Earlier reports said 15 workers had gone missing, but provincial councilman Ali Mehdi said the number could be as high as 25. Mehdi confirmed that the workers had all been freed.

One senior Kurdish commander was killed in Saturday’s attack, the most serious assault on Kirkuk since the summer.

ISIS militants seized at least four small oil fields when they overran large areas of northern Iraq last summer and began selling crude oil and gasoline.

Khabbaz is a small oil field 20 kilometers southwest of Kirkuk with a maximum production capacity of 15,000 barrels per day.

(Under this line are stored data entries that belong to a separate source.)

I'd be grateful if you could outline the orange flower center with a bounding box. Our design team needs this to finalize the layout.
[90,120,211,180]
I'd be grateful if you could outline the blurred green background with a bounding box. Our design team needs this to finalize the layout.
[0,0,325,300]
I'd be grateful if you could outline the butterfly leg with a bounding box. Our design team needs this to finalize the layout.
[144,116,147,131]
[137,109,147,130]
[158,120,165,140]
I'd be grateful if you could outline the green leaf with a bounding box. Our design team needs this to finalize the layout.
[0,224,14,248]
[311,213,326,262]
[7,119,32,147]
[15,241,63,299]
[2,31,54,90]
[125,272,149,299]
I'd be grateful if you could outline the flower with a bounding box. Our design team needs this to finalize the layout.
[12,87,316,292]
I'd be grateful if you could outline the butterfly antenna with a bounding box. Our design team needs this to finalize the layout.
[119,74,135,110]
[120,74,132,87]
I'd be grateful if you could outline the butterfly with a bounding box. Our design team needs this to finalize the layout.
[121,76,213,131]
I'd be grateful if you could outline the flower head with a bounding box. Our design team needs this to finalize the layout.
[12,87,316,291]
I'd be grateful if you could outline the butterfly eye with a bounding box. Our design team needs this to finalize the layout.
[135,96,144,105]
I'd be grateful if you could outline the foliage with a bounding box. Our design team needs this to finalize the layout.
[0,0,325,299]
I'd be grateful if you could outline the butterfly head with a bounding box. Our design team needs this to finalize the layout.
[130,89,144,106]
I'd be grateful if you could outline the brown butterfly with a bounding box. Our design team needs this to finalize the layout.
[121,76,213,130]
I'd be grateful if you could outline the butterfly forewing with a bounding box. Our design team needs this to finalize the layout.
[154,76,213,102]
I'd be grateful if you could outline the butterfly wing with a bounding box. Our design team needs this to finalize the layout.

It was producing around 10,000 bpd before the attack.

The U.S. and its allies have carried out 26 airstrikes in Iraq and eight in Syria since Saturday in continued attacks on ISIS targets, the U.S. military said.

The bulk of the strikes were near Kirkuk, while in Syria most of the strikes were near Ain al-Arab, said a statement by the U.S. Combined Joint Task Force.

Separately, ISIS beheaded an Iraqi police officer and a soldier, the latest in a long series of atrocities committed by the jihadis, according to pictures posted online Sunday.

In one photo, a blindfolded man said to be a police lieutenant colonel kneels in a street in front of a row of gunmen.

A masked militant is then shown beheading the victim with a machete, after which his severed head is placed atop his body and the machete driven into his back.

Another photo shows an overweight masked militant apparently struggling to behead a man identified as a captured Iraqi soldier.

The authenticity of the photos could not be independently confirmed.